リワールド・フロンティア-最弱にして最強の支援術式使い〈エンハンサー〉-

国広 仙戯

●7 剣嬢の実力を垣間見る、色々な意味で





 というわけで――いや、どういうわけだかよくわからないのだけど――僕とヴィリーさんは四つあるチャンバラコートの一つを借りて、その中央で向かい合っていた。

「…………」

 本当に意味がわからない。

 何度でも言うが、ヴィリーさんは以前から僕の憧れの人だったのである。

 否、今でもそうだ。

 剣士が目指すべき最高峰の一つである〝剣号〟。その一つ〝剣嬢〟を授与されし若き剣士。それがヴィリーさんこと、ヴィクトリア・ファン・フレデリクスなのだ。

 そんなすごい人物と知り合って、あまつさえデート――という名の打ち合わせ――なんてした上、いくら偽物イミテーションとは言え武器を手に、こうして立ち合っているだなんて。

 夢でも見てるんじゃないだろうか、と思って頬をつねってみるけど、普通に痛かった。

 正真正銘の、現実だった。

「恐縮だけど、私は手加減させてもらうわね。でもラグ君は遠慮なく、本気でかかってきてちょうだい」

 にっこり、と女神様みたいな微笑でヴィリーさんは言う。

 だが優しく言ってくれている割には、その構えには信じられないほど隙がなく、どこからどう剣を打ち込んでもカウンターを喰らう未来しか見えない。

「――あら?」

 僕が軽く構えた途端、ヴィリーさんは不思議そうな声を漏らした。

 柔和な雰囲気を纏っていても、こと剣を握ると深紅の瞳はどうしようもなく鋭くなるらしい。ヴィリーさんは改めて僕の出で立ちを確認した上で、

「――二刀流なのね。前に見た時はとても大きな剣を持っていたようだけど、スタイルは固定ではないの?」

「は、はい。

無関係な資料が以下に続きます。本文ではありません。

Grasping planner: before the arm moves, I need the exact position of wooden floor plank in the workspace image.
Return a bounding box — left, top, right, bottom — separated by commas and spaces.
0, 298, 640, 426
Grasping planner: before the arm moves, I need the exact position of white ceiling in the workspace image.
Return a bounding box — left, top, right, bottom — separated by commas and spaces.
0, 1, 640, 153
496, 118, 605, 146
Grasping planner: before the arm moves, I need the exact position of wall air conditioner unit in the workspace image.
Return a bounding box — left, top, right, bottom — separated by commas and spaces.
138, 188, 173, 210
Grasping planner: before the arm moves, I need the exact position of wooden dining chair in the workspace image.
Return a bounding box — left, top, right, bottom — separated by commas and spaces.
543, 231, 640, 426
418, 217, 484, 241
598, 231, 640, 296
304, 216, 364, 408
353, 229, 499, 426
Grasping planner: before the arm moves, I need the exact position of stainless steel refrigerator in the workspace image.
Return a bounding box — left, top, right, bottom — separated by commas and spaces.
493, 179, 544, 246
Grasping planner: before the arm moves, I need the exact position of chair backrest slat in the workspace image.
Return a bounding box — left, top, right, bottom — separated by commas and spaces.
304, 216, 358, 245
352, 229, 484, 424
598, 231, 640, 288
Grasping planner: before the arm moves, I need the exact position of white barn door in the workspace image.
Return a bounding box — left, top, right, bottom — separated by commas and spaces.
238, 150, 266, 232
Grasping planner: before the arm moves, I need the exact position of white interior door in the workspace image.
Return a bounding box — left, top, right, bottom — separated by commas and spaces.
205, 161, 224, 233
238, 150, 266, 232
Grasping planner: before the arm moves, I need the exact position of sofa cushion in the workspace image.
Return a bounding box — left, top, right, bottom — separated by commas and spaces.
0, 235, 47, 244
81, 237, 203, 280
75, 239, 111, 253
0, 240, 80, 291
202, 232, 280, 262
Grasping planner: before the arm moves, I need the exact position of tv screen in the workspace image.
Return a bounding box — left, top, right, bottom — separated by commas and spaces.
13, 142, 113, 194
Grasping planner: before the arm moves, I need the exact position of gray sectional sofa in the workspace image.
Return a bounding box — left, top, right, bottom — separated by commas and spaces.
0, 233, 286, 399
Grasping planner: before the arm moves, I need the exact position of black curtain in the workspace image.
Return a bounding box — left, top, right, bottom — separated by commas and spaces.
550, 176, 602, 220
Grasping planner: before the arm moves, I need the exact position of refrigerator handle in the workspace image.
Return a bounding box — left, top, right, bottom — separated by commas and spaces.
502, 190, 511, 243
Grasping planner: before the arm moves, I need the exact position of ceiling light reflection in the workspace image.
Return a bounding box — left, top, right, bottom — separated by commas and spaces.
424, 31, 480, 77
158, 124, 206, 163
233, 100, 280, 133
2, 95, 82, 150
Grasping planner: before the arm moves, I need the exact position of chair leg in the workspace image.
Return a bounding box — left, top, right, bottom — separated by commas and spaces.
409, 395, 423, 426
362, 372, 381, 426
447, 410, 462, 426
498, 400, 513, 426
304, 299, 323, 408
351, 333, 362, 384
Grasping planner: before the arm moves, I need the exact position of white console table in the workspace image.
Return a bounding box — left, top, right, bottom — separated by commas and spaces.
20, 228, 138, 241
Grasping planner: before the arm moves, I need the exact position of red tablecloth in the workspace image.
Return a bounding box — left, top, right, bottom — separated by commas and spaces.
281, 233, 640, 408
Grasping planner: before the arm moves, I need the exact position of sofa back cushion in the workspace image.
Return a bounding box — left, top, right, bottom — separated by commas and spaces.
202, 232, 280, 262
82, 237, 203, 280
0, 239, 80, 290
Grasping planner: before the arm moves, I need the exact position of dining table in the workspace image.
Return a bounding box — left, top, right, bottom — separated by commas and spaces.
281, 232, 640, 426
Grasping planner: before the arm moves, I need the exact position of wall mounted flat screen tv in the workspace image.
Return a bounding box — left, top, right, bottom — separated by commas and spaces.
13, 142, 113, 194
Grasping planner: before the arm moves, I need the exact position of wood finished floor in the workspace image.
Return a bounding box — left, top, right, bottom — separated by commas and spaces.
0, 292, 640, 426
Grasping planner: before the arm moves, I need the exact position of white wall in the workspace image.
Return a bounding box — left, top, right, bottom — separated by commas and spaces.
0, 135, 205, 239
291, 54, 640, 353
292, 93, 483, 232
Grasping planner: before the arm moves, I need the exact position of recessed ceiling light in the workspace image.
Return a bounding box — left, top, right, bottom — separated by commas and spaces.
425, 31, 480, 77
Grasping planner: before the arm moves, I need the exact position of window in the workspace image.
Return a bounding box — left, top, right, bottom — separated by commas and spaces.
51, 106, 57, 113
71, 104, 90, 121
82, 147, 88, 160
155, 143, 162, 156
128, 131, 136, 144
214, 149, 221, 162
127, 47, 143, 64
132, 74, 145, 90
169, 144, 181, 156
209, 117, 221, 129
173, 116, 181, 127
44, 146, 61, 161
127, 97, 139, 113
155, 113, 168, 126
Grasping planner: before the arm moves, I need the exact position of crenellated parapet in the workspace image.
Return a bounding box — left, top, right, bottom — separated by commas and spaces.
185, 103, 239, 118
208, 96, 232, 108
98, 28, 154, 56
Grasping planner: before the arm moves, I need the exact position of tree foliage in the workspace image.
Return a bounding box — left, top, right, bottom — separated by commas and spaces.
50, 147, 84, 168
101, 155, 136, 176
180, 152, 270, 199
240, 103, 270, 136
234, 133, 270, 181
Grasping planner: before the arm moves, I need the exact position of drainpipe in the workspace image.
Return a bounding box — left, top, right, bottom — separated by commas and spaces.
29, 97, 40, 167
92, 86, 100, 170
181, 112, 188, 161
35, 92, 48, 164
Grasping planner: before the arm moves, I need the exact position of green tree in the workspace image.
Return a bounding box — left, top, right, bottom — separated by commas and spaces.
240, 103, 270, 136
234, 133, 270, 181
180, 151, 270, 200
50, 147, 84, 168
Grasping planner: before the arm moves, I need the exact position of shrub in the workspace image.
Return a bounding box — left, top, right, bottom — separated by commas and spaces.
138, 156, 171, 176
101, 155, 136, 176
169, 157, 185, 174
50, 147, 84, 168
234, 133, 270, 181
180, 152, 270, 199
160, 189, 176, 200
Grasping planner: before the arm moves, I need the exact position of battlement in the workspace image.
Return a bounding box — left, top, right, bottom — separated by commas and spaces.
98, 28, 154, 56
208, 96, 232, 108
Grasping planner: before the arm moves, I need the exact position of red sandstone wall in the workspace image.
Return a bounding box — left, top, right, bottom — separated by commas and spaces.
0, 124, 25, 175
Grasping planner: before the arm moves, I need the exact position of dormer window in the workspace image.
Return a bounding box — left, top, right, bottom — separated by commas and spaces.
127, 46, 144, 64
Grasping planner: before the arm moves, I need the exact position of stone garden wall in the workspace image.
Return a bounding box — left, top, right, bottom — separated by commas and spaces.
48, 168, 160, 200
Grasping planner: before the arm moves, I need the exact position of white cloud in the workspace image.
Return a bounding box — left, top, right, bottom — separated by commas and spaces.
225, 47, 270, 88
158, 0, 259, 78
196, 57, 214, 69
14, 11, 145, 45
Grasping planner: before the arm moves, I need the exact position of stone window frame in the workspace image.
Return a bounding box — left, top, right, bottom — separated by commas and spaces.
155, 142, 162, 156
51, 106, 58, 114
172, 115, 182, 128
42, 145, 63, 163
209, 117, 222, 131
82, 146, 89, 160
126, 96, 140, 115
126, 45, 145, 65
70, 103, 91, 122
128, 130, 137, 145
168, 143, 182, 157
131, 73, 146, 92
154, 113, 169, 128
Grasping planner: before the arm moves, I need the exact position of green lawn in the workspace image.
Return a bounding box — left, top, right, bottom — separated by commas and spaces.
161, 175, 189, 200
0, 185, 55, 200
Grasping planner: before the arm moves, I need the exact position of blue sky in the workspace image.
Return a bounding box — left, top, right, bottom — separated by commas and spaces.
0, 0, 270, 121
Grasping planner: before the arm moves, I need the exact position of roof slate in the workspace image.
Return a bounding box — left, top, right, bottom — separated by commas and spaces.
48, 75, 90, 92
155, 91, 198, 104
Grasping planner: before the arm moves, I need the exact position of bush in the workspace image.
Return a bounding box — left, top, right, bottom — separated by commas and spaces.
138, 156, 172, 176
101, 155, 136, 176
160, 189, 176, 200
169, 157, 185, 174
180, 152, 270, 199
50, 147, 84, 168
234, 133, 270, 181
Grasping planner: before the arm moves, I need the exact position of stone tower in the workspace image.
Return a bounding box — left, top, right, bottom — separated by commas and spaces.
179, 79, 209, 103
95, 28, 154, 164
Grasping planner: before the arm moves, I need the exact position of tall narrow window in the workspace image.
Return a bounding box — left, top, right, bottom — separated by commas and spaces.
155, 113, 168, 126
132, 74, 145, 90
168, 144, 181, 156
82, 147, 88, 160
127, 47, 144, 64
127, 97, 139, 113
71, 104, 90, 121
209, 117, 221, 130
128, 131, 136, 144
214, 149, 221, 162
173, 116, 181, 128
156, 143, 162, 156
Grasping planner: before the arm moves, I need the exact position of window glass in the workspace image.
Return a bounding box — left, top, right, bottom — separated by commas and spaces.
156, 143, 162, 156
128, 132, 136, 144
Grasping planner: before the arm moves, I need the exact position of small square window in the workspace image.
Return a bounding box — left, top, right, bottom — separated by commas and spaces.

一応、どんな武器もある程度は扱えるよう、師匠に指導してもらったので」

 へぇ、という感じでヴィリーさんが軽く目を見張る。

「珍しい指導者なのね、ラグ君の師匠は。普通なら適性のある武器一本に絞るものだけど……あ、いえ……そう、そうね……なるほどだわ。【だから、あなたはそうなのね】」

「――?」

 何故か一人で納得するヴィリーさんに小首を傾げると、くす、と彼女は笑った。

「何でもないわ、こっちの話よ。さ、始めましょ」

 そう言って、ヴィリーさんは〝SEAL〟からコート脇に設置されているタイマーへコマンドを送った。

 ポーン、とやや気の抜けるような電子音が鳴り響く。

 試合開始だ。

「――――」

 途端、僕はコート内の気温が一気に氷点下まで下がったかのように錯覚した。それでいて大気が帯電しているかのごとく、全身の肌がビリビリと粟立つ。

 目に映る光景が激変したかのようだった。

 裸のまま高空を飛行しているかのような緊迫感が、身体の芯を貫く。

 原因は言うまでもない。僕の目の前に立つ、〝ジ・お嬢様〟な格好でソフトソードを構えているヴィリーさんである。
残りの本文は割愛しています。